Тут было свободнее, было всего два стола, но оттого, что ламповый свет истекал не сверху, а сбоку и тени густо лежали на полу и на стенах, ощущения просторности не было. Когда Тупальский присел, то увидел перед собой совершенно гладкую, как куриное яйцо, голову, она едва возвышалась над столом, который был укрыт черным стеклом и был почти свободен от бумаг и от всего канцелярского. Голова как бы вырастала прямо из стола, отражаясь в стекле, так, собственно, Тупальский, склонный иногда впадать в мистику, и подумал — что из стола вырастает эта голова.
Заговорил этот человек басом, он справился о здоровье, о настроении и, не переставая все так же остро всматриваться спрятанными в глубине черепа глазами, заговорил о зиме, которая, по приметам, должна быть крутой, люто-морозной, потом, после короткой паузы, бывшей не столь выражением внутреннего напряжения и душевной работы, сколь тактическим приемом, сказал:
— Мы, Вениамин Маркович, обдумали тут ваше трудоустройство. Полагаем, что вы не откажетесь послужить... В сообразительных, грамотных, честных людях наша рабоче-крестьянская власть испытывает на данном этапе острую нужду, потребность, понимаете. И поэтому... Вам предлагается работа в отделе недвижимых имуществ. Пока еще отдела как такового нет, идет переформировка, но... вам предлагаем. Предупреждаю, место хлопотное, в бегах всё будете, ну, да вам это и как раз. Не то что сидеть с нами, стариками. Повторяю, хлопотное место и... и... — тут под лампой на гладком черепе произошло легкое, едва приметное движение теней, — и веселое для вас будет. Вот... Не принуждаем торопиться. Обдумайте. А этак через день-два покажетесь. А пока... с местом жительства. Для холостяков из советского аппарата у нас есть комната. Если вам подойдет, то что ж, и совсем славно. Квартировать у кого-то, входить в зависимость — не совсем хорошо в глазах народа. За нами теперь со всем пристрастием глядят, ничего не упускают из виду. Вот я и говорю... А теперь вот вам записочка, предъявите коменданту... Вас устроят в комнатах...

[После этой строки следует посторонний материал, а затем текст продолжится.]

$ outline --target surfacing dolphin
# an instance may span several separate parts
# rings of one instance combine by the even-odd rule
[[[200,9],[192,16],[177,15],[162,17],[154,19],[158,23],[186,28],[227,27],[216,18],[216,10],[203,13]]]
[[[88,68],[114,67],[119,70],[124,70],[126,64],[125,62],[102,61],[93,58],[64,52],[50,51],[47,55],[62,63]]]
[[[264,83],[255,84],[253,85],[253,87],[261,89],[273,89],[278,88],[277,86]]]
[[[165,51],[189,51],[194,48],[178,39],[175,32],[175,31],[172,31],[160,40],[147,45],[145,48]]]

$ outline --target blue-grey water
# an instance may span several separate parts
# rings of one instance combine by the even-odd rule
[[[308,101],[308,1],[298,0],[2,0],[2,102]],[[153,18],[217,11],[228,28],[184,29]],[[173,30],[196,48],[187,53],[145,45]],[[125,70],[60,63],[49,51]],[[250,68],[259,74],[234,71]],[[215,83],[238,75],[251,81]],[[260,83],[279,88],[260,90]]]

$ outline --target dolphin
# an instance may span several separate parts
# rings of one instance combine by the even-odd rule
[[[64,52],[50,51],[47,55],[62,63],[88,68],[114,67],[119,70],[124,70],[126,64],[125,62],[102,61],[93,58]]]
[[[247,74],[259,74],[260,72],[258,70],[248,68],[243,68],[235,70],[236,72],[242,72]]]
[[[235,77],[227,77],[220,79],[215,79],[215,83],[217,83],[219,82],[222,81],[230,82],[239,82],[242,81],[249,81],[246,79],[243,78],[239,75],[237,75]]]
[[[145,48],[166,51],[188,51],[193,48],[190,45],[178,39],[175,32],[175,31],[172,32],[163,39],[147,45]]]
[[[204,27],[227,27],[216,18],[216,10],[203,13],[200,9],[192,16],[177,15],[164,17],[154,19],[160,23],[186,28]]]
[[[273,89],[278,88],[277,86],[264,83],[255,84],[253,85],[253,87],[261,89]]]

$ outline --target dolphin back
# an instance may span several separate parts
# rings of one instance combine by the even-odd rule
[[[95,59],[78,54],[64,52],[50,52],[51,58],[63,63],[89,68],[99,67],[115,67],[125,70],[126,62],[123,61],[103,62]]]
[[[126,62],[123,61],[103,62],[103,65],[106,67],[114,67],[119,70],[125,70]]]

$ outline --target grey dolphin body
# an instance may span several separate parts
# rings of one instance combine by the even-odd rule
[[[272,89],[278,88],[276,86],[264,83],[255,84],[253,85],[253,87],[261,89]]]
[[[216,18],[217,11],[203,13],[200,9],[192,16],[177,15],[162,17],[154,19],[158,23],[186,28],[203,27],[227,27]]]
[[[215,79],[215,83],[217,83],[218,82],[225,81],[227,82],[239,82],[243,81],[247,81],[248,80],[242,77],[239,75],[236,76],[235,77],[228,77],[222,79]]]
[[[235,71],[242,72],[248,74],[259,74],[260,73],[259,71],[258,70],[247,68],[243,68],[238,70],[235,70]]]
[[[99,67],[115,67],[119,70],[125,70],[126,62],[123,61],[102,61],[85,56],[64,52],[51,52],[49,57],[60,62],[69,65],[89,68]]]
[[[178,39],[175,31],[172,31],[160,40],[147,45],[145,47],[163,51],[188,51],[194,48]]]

Тупальский ожидал, что будет задан вопрос о принадлежности к партиям, но начальник вежливо поднялся, и оттого, что поднялся, он не стал выше, протянул руку через стол. Ладонь у него оказалась крупной, жесткой и ухватистой. Рыжие пучки сочной растительности на фалангах пальцев были будто приклеенными.
Тупальский через коридор проходил сдержанно, его в плечо торкал тот, белоглазый, мотал в воздухе шапкой и спрашивал сообщнически:
— Ну что там, браток? Кто? Чего они там тебе?.. Я же говорю, курвы они там все. Курвы!
— Дак нет, люди там, — отвечал Тупальский в явном смятении.
Сдержанным шагом Тупальский сошел с этажа по ступеням крутой лестницы, выравнивая спину, освобождаясь от смятения и набирая в себе достоинства. Так же сдержанно прошел он через пространство площади, на краю которой у коновязи мерзла одинокая, запорошиваемая снегом лошадь. Оглянулся на другой стороне, уже за площадью, в глубине улицы; окна на этаже слали ему матово-рябой свет.
По темноте, мимо заглохших обывательских дворов летел Тупальский уже не сдерживая себя, а в дом вбежал с жаром в груди.
— Дорогой дядюшка, слышишь! Тысячу лет не догадаешься, зачем твоего племянника вызвала советская власть. Тысячу лет! — зашумел он на пороге.
— Ну-ну. — Мирон Мироныч все так же согнуто грелся у раскрытой дверцы голландки, не зажигая лампы. Пучок света с примесью дыма упирался в стену, рядок медных пуговиц на шинели, висевшей там, отблескивал горящими угольями. Остальные части комнаты — потолок, окна, голбец и прочее — хоронились в устоявшемся слоеном мраке, и комната оттого зауживалась до щели, и сам дядюшка как бы застрял в этой щели.
— Да ты слушай! — шумел Тупальский, сбрасывая на пол шапку и полушубок. — Тысячу лет!.. Ни за какие коврижки не угадать.
— Ну-ну, — отвечал Мирон Мироныч. Он снял с лампы пузатое стекло, подсунул туда горящую спичку, дохнуло керосином, фитилек надростился рубиновым треуголком, а когда стекло опять было поставлено на свое место, то этот огонек на фитильке разом широко раздвинулся, обратился в живой упругий букетик.